Microfinance and entrepreneurship. In the interview sample, these women entrepreneurs were educated, at most, up to GCSE level and had families in the range of two to 12 persons, including children. With large families and few resources, they managed to establish an enterprise or invested in an already established business by accessing a microfinance loan, either as a sole proprietor or as partners with their husbands. As interviewee five explained: As a group leader, I got instalments of loan on time from each group member, because all the members were doing business because of taking the loan [y].

These micro enterprises had either retail outlets, sale of clothes, electronic items, blankets and food items or very limited levels of production by manufacturing carpets, wooden decoration pieces, car mats and hosiery. A few of these women entrepreneurs were involved in livestock and services businesses, or stitching and sewing cloths. Their business-related experience ranged from one to more than ten years and all were members of MIs for six months to six years. Two of the three MIs in the sample provided training facilities to their clients. The entrepreneurial training offered by one NGO-based MI included two courses in Business Orientation covering market assessment and dealing with customers as well as Cash Flow Development relating to accounting and finance processes and regulations. They were also given the opportunity to attend international exhibitions, in order to make contacts and sell their goods. Another MI offered training programmes in basic financial literacy and systemised financial education. Unfortunately, there were no training programmes on offer from the third MI under investigation, and therefore no help or support in developing the entrepreneurship abilities of their clients. All the MIs in the study were providing product knowledge and prospects of different types of business to their clients. The advice received from MI staff and peers of women borrowers were helpful in starting or expanding their businesses, as stated by interviewee 1: I, as a member of this Microfinance Institution, thought not only to expand the business but also of starting a new business, such as putting stickers on bottles and selling them [y].

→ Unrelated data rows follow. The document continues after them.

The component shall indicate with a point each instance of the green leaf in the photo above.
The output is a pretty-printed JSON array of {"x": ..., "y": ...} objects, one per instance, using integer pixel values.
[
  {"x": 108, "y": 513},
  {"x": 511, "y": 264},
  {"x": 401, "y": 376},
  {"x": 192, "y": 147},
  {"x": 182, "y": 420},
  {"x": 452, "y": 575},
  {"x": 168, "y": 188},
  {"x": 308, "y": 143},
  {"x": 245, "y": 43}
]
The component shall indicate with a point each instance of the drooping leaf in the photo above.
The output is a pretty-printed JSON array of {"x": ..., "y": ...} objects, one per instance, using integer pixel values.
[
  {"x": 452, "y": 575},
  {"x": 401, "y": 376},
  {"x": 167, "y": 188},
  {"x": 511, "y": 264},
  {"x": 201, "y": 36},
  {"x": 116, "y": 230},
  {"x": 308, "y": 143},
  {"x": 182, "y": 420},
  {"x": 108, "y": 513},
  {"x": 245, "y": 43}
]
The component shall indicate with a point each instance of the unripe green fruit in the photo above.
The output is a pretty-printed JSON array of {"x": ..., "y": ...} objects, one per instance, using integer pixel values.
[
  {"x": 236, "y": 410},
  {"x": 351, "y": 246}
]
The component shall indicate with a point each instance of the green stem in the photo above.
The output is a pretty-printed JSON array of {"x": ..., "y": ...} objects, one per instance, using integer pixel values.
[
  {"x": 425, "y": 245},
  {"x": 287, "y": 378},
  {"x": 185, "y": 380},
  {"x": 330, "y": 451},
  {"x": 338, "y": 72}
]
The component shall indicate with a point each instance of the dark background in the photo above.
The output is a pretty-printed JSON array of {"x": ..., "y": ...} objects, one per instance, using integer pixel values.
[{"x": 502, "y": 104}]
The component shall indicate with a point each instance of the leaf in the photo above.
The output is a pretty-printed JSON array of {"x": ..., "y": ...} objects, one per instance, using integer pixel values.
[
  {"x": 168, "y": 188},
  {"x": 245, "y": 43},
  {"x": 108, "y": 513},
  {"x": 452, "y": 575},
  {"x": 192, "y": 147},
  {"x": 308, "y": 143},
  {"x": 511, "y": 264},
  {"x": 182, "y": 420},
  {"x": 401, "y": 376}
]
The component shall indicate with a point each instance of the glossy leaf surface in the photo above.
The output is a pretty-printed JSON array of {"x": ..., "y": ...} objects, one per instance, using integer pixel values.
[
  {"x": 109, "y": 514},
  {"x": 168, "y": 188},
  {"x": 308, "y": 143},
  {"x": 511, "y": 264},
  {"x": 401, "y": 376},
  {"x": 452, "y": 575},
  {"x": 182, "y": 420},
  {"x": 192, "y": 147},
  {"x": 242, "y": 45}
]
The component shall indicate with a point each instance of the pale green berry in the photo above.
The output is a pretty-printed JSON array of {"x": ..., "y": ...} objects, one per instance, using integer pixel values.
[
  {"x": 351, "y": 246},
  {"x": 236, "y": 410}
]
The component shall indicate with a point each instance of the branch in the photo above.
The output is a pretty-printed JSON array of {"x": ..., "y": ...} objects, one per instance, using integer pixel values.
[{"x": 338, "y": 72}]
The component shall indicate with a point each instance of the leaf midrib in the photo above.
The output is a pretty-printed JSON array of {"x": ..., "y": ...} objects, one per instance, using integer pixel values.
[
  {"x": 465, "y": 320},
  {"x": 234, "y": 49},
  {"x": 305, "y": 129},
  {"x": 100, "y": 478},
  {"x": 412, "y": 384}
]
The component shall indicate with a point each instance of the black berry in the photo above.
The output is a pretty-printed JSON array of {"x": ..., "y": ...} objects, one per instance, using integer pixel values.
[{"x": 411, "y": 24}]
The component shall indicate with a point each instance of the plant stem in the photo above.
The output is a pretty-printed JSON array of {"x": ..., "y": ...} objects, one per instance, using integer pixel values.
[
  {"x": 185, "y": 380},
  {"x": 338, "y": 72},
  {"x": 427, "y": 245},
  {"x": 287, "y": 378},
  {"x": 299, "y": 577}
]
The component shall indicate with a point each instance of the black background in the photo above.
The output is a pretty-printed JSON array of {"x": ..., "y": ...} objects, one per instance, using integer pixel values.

Most of these women entrepreneurs had benefited from peer mentoring because they had to attend monthly meetings in order to qualify for a microfinance loan. In these monthly meetings, they discussed the problems of every group member, regarding both business and household. They gave and received advice as well as supported one another on various matters. According to interviewee 2: When I took money as loan, I could not talk to people as I am talking to you today. Because of meeting with different people in group meeting, my mind changed and I got courage, while listening to others, to find new ways of business and financial management [y].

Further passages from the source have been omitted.